Back in May, at a moment of similar desperation, I had written a post where I had sought “solace in the one place where I always find it. In poetry. Especially in Faiz Ahmed Faiz’s poetry.” The video clip I had used there is worth repeating here.

I had written then – and it seems even more pertinent today to repeat it:

Here is Faiz – in his own words, in his own voice. The second half has the same poem masterfully sung by Nayarra Noor. Enjoy this rare find of kalam i Faiz, ba zaban i Faiz. But more than that, think about what he is saying and how it relates to what is happening today.

What I had to say (including about US role) I said at length in an NPR Radio show today (or here). But what Faiz has to say is far more profound.

The words of Faiz certainly cut deeper than anything I can say. They are an invitation to action. But they are also an invitation to thought. An invitation to responsibility. An invitation to continuing the struggle no matter what. An invitation to keep moving onwards despite the odds. An invitation to celebrate the spirit of defiance of those who will not give up.

I had ended that post by reaffirming ATP’s committment “to celebrating all the diverse trials and tribulations of being Pakistan … the mundane as well as the profound; the sad as well as the gleeful; the immediate as well as the long-term.” It is time, today, to repeat that commitment.

This is our commitment to Pakistaniat. We love Pakistan not because everything is right in it. But despite that which is clearly not right. And with a commitment to make right that which has gone astray. Ameen.

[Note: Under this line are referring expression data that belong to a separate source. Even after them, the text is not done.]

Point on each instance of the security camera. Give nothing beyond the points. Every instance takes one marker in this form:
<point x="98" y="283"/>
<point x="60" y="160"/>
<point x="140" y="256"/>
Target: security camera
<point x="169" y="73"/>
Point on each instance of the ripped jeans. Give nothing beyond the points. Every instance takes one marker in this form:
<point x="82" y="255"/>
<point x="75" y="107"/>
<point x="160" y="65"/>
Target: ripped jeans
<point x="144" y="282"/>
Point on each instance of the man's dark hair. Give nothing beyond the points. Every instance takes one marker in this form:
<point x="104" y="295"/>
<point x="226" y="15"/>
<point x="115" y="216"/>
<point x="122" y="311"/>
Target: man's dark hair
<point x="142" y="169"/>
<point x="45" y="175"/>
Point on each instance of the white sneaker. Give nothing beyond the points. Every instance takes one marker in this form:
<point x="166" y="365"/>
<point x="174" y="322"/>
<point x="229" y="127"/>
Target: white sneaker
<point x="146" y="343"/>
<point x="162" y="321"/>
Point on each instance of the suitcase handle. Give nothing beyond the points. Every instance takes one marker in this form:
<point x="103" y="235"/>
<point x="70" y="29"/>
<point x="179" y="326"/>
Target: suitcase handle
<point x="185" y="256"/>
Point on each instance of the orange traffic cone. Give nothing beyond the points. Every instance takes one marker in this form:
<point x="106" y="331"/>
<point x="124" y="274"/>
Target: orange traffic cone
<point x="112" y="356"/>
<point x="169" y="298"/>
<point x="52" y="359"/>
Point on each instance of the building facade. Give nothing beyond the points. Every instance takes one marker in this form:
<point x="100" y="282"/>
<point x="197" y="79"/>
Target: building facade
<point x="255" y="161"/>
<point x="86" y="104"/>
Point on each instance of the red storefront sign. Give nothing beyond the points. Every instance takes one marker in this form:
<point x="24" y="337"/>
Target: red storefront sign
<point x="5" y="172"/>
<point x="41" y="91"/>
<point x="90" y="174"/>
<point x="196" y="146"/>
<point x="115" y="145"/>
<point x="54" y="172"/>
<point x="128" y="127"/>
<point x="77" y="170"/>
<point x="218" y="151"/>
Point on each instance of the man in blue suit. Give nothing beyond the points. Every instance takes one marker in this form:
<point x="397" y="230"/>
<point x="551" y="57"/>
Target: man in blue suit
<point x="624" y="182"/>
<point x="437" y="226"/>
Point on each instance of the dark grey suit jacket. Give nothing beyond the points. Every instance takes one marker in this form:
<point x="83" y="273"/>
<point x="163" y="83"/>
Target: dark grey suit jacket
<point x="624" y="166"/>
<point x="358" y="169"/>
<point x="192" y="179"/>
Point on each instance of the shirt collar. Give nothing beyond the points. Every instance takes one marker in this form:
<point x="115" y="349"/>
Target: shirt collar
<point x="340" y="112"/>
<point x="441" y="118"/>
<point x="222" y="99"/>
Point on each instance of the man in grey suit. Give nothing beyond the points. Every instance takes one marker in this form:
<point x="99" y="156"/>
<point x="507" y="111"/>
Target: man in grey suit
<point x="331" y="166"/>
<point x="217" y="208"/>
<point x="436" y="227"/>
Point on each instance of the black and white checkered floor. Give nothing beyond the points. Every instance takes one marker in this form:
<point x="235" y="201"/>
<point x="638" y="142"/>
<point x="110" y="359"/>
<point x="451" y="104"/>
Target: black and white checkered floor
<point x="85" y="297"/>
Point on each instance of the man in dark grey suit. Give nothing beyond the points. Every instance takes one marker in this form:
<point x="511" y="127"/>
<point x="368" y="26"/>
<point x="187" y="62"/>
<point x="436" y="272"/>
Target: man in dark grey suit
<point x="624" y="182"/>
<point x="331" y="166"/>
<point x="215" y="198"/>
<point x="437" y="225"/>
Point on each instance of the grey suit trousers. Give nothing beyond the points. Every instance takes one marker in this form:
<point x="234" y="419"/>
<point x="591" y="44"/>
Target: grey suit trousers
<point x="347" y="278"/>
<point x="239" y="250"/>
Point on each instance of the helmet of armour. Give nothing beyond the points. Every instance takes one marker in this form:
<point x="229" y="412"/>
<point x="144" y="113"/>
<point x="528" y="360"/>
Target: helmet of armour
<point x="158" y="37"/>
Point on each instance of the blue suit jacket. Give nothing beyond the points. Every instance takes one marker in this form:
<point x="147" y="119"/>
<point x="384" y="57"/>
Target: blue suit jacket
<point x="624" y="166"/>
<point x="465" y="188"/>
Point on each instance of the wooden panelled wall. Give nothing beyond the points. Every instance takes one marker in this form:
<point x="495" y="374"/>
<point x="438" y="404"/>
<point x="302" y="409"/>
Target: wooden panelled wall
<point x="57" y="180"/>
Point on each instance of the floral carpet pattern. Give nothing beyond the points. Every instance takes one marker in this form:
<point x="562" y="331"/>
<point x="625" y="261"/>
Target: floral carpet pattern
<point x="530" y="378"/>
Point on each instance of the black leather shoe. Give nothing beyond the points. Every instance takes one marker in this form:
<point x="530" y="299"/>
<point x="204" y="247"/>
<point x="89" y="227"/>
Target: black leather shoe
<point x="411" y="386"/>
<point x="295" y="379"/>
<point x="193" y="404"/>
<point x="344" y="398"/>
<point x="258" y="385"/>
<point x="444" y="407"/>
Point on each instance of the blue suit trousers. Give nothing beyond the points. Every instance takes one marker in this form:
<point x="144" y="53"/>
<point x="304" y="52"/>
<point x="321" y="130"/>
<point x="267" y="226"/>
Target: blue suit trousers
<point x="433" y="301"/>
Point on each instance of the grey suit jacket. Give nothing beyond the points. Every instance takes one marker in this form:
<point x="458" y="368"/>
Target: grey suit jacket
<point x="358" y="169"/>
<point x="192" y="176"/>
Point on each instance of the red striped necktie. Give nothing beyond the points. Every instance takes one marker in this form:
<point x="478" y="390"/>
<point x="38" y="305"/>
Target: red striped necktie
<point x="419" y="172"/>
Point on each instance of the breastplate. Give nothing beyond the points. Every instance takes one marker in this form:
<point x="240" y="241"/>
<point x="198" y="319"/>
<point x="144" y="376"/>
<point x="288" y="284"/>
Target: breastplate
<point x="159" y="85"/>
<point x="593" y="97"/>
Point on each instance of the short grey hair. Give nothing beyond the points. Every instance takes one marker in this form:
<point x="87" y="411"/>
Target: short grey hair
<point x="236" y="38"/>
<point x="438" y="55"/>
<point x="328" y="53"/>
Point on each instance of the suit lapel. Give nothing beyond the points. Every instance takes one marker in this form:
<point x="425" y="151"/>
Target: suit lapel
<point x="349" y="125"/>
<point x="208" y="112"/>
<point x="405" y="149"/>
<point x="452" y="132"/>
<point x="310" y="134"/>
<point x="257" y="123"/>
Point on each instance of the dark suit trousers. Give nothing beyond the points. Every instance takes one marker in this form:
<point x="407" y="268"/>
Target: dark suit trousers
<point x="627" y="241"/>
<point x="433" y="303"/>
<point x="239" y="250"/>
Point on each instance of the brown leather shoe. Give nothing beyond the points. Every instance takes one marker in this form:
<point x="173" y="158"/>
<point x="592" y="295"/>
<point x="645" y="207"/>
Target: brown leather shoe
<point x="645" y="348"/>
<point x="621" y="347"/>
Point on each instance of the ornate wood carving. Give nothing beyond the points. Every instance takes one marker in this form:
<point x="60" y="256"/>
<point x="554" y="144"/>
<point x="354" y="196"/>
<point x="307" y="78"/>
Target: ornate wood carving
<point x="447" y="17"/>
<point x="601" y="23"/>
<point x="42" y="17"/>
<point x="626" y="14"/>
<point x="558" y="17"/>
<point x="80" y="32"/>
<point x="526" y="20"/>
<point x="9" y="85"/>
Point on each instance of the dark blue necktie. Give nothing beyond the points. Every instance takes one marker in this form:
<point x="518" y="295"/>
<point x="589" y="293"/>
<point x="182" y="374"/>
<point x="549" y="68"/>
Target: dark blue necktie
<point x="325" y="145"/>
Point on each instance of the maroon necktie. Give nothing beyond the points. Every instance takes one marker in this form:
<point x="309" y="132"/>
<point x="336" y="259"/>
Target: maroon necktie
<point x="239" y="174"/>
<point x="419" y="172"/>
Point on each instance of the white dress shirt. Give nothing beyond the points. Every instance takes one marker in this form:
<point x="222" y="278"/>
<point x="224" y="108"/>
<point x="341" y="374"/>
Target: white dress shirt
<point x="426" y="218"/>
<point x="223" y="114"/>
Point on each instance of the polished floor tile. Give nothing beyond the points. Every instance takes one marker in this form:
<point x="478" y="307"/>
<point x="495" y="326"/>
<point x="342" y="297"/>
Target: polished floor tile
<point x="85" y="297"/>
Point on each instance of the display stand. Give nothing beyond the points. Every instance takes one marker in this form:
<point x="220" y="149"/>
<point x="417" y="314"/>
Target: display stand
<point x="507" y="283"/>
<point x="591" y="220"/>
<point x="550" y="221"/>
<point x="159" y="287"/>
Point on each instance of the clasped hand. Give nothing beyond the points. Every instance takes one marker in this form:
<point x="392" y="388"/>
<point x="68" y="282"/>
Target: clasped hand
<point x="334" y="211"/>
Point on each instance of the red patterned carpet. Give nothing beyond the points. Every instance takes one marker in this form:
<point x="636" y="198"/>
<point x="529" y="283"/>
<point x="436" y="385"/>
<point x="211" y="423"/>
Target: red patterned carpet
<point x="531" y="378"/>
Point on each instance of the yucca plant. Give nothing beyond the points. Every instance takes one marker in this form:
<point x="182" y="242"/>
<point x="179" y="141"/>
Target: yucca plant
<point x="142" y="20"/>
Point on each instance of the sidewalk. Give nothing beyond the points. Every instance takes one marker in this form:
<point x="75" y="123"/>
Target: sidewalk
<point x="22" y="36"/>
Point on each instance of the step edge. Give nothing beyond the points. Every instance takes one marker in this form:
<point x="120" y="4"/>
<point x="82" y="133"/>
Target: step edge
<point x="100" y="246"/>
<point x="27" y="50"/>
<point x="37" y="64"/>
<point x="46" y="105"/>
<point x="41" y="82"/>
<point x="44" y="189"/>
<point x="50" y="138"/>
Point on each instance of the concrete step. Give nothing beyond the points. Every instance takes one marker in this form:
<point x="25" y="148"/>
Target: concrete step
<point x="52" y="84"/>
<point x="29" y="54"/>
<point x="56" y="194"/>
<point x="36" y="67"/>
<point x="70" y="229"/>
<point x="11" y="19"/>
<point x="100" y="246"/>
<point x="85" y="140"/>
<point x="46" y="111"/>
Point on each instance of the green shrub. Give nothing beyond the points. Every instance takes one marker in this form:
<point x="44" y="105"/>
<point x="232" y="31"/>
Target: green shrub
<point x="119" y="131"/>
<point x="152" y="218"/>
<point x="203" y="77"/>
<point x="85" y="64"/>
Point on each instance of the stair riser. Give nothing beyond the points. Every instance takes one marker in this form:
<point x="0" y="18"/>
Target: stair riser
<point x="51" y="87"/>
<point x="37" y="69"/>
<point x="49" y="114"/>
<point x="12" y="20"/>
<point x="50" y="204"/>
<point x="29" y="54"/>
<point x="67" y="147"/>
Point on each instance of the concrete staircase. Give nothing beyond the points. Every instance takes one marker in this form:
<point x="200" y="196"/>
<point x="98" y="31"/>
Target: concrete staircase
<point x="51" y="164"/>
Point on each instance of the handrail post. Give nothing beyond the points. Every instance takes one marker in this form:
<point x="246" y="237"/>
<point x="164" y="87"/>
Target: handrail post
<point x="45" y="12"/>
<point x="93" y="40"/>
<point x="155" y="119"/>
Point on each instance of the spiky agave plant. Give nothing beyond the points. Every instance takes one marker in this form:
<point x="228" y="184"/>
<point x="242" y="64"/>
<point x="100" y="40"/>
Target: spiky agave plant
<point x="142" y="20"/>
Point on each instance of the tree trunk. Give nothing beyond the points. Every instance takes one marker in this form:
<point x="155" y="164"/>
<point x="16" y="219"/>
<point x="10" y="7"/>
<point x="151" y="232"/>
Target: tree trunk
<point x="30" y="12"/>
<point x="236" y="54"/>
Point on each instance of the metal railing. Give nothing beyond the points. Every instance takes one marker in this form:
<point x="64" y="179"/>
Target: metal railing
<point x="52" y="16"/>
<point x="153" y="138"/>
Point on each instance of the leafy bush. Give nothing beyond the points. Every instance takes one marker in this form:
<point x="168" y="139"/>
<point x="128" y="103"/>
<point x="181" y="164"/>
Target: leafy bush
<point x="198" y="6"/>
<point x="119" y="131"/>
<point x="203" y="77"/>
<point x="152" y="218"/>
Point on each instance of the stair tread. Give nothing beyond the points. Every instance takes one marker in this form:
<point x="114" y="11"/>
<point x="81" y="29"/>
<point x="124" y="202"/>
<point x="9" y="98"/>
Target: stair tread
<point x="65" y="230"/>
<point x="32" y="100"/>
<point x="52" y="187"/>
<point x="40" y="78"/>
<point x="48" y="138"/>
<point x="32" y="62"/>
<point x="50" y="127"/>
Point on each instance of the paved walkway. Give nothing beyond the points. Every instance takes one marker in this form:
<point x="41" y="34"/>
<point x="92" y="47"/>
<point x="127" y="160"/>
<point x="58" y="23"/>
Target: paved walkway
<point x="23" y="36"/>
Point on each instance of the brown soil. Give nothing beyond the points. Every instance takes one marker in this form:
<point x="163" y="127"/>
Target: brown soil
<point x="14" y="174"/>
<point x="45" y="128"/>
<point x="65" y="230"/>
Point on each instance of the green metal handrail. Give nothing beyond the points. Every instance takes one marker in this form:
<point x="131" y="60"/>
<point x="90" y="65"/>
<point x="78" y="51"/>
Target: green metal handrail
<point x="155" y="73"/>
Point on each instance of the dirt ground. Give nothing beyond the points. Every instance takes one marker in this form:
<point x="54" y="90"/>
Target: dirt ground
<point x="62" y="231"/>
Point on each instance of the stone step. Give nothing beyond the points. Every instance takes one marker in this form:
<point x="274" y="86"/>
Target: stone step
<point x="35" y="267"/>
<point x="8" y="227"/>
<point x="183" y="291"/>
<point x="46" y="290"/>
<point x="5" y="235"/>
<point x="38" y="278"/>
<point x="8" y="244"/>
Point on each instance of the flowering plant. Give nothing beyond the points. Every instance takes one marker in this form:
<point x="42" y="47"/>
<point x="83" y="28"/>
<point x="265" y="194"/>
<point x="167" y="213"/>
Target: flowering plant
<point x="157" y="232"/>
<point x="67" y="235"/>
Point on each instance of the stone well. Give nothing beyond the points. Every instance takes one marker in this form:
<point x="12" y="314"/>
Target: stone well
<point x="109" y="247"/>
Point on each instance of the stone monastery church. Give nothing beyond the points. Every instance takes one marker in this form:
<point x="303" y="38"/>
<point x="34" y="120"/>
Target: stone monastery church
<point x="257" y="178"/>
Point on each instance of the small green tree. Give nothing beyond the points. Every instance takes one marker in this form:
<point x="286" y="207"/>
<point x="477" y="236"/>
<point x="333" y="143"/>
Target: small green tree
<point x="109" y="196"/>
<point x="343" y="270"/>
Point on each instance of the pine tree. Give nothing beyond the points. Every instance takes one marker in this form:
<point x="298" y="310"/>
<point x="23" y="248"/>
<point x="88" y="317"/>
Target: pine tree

145 responses to “Responding to Pakistan’s Emergency: Aaj bazar mein pa-bajolaaN chalo

  1. Arslan Haider says:

    I agree if all the arguments were not heard then they had the full rights to delay the verdict. My only arguments is that, it was an important decision, by just delivering it, this situation could have been defused or avoided.
    The 10 day leave for wedding ceremony (daughter of one judge), would have put the date beyond the official date when he was suppose to shed the uniform. This was critical in all parties views

  2. Ahmad R. Shahid says:

    Arslan Haider sahab:

    Without relying on rhetoric to get my point through, I will say that I am not the first one to have argued such. The first time it was argued was during the last Presidential elections in none other than USA. There were articles in I think Time, Newsweek and Economist. And it was argued then that since the US elections affect the whole world, the whole world should be allowed to vote in them. I am just extending the argument. You may or may not agree with that.

  3. Arslan Haider says:

    Ahmad

    Very interesting!!!! I agree globalization is inevitable.
    Why not ask US and India or any other country let us vote on their internal matter. I doubt you will get favorable answer, yet you want other countries to vote on our matters. Are we really that incapable that we can not decide on our own matters?
    US is not willing to give voting rights to even those people who reside in this country unless they are citizen.

  4. Ahmad R. Shahid says:

    Also Arslan Haider sahab, Justice Iftikhar was not even part of the bench hearing the case.

    Also when we accuse of judiciary playing politics, which in my view it was not, we simply forget about the Generals doing all the dirty politics.

  5. Ahmad R. Shahid says:

    Arslan Haider sahab:

    I think the reason the verdict had not been given so far was that certain lawyers still wanted to argue. The court can’t give a verdict without listening to all the views, can it or should it?